When you read the letter, you half don’t even trust its contents. You keep waiting to wake up, find out this was just a dream, or worse, find that you're awake but that the letter was actually meant for someone else and not you. Have all this newborn hope be suffocated.
But you keep looking at the letter, and it keeps having your name on it, and you continue being exactly as awake as you've been all day.
It is real.
You’d never even been up there, nevertheless been invited.
You didn’t know much about how things in Piltover worked, but you were under the impression that the Academy was…important.
One of the shiny places that had never been a part of your world. One of the places you’d never thought you’d get to touch.
Except. Except now, you weren’t just invited, you were accepted into the Academy. You hadn’t even applied, and you were accepted.
A part of you kept thinking it must be a mistake, or even worse, a trap of some sort, even though that didn’t really make sense.

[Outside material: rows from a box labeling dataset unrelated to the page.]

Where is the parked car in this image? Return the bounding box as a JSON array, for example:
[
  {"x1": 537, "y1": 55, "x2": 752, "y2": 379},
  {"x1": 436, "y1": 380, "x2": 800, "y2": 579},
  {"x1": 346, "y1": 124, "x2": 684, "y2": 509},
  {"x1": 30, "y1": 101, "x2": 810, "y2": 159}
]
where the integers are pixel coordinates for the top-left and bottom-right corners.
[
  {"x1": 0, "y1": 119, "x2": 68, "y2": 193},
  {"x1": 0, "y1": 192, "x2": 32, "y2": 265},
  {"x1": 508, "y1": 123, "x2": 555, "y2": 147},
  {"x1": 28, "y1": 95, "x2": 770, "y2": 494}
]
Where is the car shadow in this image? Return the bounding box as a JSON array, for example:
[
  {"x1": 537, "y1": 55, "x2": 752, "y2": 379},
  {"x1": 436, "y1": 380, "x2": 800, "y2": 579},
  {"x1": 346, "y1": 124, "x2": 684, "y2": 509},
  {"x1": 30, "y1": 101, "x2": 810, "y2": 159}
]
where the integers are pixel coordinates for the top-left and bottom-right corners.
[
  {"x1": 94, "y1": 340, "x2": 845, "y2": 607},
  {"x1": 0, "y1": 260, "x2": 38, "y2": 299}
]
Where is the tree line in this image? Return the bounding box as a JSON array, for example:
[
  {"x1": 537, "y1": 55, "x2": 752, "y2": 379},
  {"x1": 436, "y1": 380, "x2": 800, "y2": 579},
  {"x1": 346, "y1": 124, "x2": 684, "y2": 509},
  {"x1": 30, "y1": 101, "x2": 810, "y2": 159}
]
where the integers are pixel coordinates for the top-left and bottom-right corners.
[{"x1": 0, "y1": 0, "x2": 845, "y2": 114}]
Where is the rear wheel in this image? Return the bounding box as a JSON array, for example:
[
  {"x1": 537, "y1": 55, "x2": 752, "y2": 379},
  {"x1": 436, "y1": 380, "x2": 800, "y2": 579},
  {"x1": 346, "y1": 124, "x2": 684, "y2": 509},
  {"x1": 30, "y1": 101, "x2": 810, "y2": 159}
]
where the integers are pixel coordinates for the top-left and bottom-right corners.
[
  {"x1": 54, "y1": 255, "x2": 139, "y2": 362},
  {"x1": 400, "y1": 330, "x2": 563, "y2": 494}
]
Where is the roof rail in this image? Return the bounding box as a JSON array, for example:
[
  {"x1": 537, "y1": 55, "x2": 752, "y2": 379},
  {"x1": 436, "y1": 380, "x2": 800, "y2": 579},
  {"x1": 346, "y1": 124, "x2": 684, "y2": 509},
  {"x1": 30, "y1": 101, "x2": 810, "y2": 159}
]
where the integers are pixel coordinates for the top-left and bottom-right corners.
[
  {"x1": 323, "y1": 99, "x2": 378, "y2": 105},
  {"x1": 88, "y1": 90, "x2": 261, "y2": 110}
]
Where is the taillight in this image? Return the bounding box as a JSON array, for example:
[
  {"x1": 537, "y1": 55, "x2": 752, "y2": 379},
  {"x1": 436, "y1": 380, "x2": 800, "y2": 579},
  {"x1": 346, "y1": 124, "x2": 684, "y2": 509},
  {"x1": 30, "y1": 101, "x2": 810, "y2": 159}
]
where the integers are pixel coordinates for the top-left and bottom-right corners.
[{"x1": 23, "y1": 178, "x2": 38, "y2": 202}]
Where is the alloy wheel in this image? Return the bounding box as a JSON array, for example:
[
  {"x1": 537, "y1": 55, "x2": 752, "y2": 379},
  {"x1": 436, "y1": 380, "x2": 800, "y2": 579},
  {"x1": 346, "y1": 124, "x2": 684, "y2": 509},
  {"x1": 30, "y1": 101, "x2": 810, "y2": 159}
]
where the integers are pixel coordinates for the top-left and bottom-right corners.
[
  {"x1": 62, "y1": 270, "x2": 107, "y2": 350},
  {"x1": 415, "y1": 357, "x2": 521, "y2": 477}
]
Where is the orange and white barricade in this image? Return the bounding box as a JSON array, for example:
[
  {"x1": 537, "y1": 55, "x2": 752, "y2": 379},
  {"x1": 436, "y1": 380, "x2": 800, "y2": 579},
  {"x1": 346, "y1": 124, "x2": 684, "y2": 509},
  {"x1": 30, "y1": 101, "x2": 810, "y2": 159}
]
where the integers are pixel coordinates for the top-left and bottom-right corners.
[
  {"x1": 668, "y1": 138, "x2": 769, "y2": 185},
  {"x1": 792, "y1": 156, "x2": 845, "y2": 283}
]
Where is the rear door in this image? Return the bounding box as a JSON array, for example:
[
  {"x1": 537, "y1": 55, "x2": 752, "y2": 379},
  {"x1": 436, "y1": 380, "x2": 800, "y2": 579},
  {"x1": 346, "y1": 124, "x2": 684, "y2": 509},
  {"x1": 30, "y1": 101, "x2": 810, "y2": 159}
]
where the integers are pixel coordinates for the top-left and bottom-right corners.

The letter had your name on it.
And something – or someone – had gotten you out of your path to Stillwater.
And now you were being asked to attend the Academy.
That was something you never thought you would do – could do – but now that the opportunity was offered? You didn’t even need to consider it.
Your life in Zaun had gone up in flames, and you were more than ready to leave all of it behind.
You didn’t have a job, you didn’t have a future, you didn’t really even have a home anymore now that everything in your lab had been taken.
And this felt like an offer at a fresh start. A new life. A way out.
So you pack what little you had left, and you leave, holding the letter tightly, like a lifeline.